Vitamin D toxicity is not known to occur until reaching a vitamin D blood level at or above 100 ng/ml (250 nmol/L), so there is a large margin of safety when taking vitamin D supplements.3

References

  1. Garland F, Garland C, Gorham E, Young J Jr. Geographic variation in breast cancer mortality in the United States: a hypothesis involving exposure to solar radiation. Prev Med, 1990;19:614-622.
  2. Grant WB. Ecologic studies of solar UV-B radiation and cancer mortality rates. Recent Results Cancer Res, 2003;164:371-7.

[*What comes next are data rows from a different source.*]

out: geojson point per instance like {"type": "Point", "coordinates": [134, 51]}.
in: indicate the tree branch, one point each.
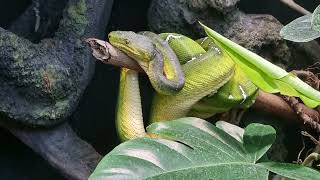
{"type": "Point", "coordinates": [295, 6]}
{"type": "Point", "coordinates": [266, 102]}
{"type": "Point", "coordinates": [62, 148]}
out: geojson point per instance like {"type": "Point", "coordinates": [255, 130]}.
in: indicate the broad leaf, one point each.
{"type": "Point", "coordinates": [187, 148]}
{"type": "Point", "coordinates": [267, 76]}
{"type": "Point", "coordinates": [316, 19]}
{"type": "Point", "coordinates": [292, 171]}
{"type": "Point", "coordinates": [299, 30]}
{"type": "Point", "coordinates": [257, 139]}
{"type": "Point", "coordinates": [233, 130]}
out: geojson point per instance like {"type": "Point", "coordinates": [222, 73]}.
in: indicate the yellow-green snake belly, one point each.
{"type": "Point", "coordinates": [210, 78]}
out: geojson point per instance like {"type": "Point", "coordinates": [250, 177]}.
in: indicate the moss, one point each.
{"type": "Point", "coordinates": [77, 17]}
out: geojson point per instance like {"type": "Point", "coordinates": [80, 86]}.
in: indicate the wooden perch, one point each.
{"type": "Point", "coordinates": [295, 6]}
{"type": "Point", "coordinates": [62, 148]}
{"type": "Point", "coordinates": [266, 102]}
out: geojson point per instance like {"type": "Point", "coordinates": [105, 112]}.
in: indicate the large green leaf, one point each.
{"type": "Point", "coordinates": [292, 171]}
{"type": "Point", "coordinates": [267, 76]}
{"type": "Point", "coordinates": [299, 30]}
{"type": "Point", "coordinates": [316, 19]}
{"type": "Point", "coordinates": [187, 148]}
{"type": "Point", "coordinates": [257, 139]}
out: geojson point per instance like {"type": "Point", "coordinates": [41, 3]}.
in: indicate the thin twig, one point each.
{"type": "Point", "coordinates": [295, 6]}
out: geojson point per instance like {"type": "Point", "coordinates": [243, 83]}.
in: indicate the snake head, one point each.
{"type": "Point", "coordinates": [134, 45]}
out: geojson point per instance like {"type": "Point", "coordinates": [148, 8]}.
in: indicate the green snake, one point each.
{"type": "Point", "coordinates": [191, 78]}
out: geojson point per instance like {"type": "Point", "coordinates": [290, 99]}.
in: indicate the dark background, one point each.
{"type": "Point", "coordinates": [94, 118]}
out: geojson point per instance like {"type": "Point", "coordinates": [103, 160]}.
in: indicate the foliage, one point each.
{"type": "Point", "coordinates": [267, 76]}
{"type": "Point", "coordinates": [191, 148]}
{"type": "Point", "coordinates": [303, 29]}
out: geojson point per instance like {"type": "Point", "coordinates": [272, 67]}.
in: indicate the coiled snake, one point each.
{"type": "Point", "coordinates": [191, 78]}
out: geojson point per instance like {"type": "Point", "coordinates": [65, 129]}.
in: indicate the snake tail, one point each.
{"type": "Point", "coordinates": [238, 92]}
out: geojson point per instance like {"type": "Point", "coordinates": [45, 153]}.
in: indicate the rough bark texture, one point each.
{"type": "Point", "coordinates": [41, 83]}
{"type": "Point", "coordinates": [62, 148]}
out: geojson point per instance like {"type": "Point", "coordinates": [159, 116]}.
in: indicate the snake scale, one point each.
{"type": "Point", "coordinates": [191, 78]}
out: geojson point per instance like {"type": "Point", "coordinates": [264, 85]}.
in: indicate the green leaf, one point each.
{"type": "Point", "coordinates": [267, 76]}
{"type": "Point", "coordinates": [316, 19]}
{"type": "Point", "coordinates": [292, 171]}
{"type": "Point", "coordinates": [257, 139]}
{"type": "Point", "coordinates": [299, 30]}
{"type": "Point", "coordinates": [233, 130]}
{"type": "Point", "coordinates": [187, 148]}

  3. Vieth R. Vitamin D and cancer mini-symposium: the risk of additional vitamin D. Ann Epidemiol, 2009;19:441-445.
  4. Lappe JM,Travers-Gustafson D, Davies KM, Recker RR, Heaney RP. Vitamin D and calcium supplementation reduces cancer risk: results of a randomized trial. Am J Clin Nutr, 2007;85:1586-1591.
  5. Mohr SB, Gorham ED, June Kim J, Heather Hofflich H, Garland CF. Meta-analysis of vitamin D sufficiency for improving survival of patients with breast cancer. Anticancer Res, 2014;34(3):1163-1166.
  6. Pena C, Garcia JM, Silva V, Rodriguez R, Alonso et al. E-cadherin and vitamin D receptor regulation and SNAIL and ZEB1 in colon cancer: clinicopathological correlations. Hum Mol Genet, 2005;14(22):3361-70.
  7. G Berx, et al. E-cadherin inactivation in lobular carcinoma in situ of the breast. EMBO J, 1995;14(24):6107–6115.
  8. G Berx, et al. E-cadherin is inactivated in a majority of invasive human lobular breast cancers by truncation mutations throughout its extracellular domain. Oncogene, 1996;13(9):1919-1925.
  9. "Vitamin D Increases Breast Cancer Patient Survival, Study Shows." Science Daily, March 6, 2014.